I have a quite simple text classification setup where i need to optimize the precision score. I use scikit-learn with a LinearSVC and a TfidfVectorizer. To find the optimal parameters, i use a GridSearchCV as in the scikit-learn example.

My data set consists of 3400 text samples, from which 450 are labeled as 1. Therefore, i set the class_weight parameter of the SVM to 'auto', as is suggested in the documentation (it has been renamed to 'balanced' in the latest version of scikit).

training = load_training_data(some_file.json)

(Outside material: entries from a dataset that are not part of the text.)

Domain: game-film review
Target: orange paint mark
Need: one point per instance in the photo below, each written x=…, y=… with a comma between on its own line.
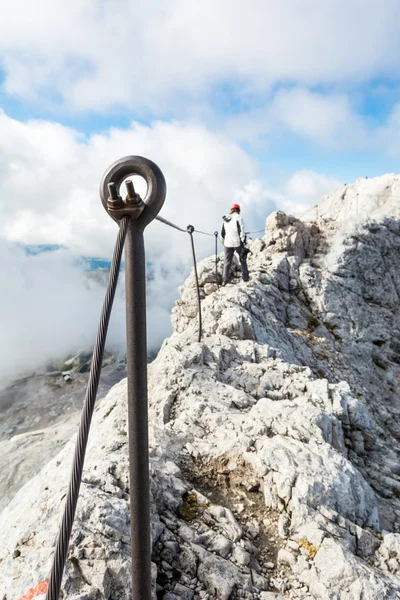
x=39, y=590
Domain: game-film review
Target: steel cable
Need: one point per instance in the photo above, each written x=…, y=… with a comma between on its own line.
x=64, y=535
x=216, y=258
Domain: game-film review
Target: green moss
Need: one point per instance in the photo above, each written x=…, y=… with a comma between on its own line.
x=313, y=323
x=190, y=506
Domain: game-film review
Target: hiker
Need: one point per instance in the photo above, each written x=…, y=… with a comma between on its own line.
x=234, y=239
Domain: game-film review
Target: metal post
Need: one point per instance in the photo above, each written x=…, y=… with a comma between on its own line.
x=135, y=283
x=190, y=230
x=216, y=258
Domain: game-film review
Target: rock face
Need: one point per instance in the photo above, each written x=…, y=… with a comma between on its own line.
x=274, y=442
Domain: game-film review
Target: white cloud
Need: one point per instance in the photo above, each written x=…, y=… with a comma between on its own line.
x=304, y=189
x=49, y=195
x=157, y=55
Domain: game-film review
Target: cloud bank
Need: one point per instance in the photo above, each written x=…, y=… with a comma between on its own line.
x=49, y=184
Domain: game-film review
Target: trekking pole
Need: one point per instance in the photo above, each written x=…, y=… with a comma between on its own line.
x=141, y=214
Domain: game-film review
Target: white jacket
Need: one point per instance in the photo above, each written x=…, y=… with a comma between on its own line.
x=232, y=231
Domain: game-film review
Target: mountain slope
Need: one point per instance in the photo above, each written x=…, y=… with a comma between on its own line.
x=274, y=441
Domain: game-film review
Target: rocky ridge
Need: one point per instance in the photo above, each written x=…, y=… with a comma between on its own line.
x=274, y=441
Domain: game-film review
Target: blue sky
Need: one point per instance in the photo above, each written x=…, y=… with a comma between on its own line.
x=305, y=95
x=269, y=104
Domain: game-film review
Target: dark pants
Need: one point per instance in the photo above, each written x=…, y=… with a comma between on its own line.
x=228, y=262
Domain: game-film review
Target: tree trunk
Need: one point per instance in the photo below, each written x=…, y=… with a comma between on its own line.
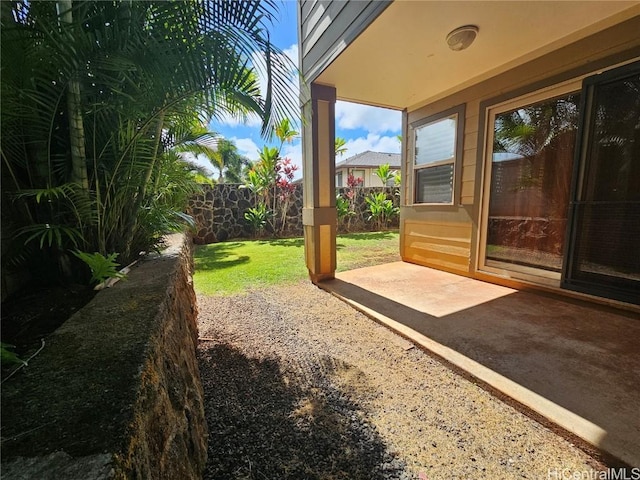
x=74, y=107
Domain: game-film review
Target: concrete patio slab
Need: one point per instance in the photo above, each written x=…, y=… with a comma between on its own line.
x=573, y=362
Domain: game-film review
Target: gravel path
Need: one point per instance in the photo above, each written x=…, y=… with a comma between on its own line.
x=298, y=385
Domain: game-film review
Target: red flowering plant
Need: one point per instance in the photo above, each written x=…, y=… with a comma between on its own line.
x=286, y=171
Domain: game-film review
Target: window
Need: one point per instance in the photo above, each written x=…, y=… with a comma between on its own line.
x=437, y=151
x=358, y=174
x=531, y=162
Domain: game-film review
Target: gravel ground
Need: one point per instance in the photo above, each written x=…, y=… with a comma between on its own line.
x=298, y=385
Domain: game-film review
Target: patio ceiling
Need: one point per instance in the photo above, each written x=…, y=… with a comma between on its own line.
x=402, y=59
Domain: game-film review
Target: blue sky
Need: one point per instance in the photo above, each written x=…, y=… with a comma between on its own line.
x=364, y=128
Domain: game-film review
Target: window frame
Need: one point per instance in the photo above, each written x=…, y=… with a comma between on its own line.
x=458, y=113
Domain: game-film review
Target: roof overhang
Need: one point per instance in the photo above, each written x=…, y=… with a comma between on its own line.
x=402, y=59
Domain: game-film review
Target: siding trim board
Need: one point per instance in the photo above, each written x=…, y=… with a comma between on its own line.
x=322, y=46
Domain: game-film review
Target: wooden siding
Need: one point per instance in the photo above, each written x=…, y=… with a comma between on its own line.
x=438, y=239
x=445, y=237
x=328, y=26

d_train = training['data']
d_test = training['target']

x_train, x_test, y_train, y_test = train_test_split(
    d_train, d_test, test_size=0.33)

vectorizer = TfidfVectorizer()

X_train = vectorizer.fit_transform(x_train)
X_test = vectorizer.transform(x_test)

param_grid = {
    'C': [0.01, 0.1, 1, 10, 100, 1000],
}

grid = GridSearchCV(
    LinearSVC(class_weight='auto'),
    param_grid=param_grid,
    scoring='precision',
    cv=5
)

grid.fit(X_train, y_train)
pred = grid.predict(X_test)

print(grid.best_score_)                      # returns 0.829
print(metrics.precision_score(y_test, pred)) # returns 0.768

now from my understanding, shouldn't the last 2 values be the same? shouldn't grid.best_score_ return the best precision found and that should be equal to the precision_score calculated by the metrics module? The values actually differ quite a bit and i am still trying to figure out why.

Best Answer

grid.best_score_ is the result of cross-validation on train dataset while metrics.precision_score(y_test, pred) is calculated on the test dataset prediction.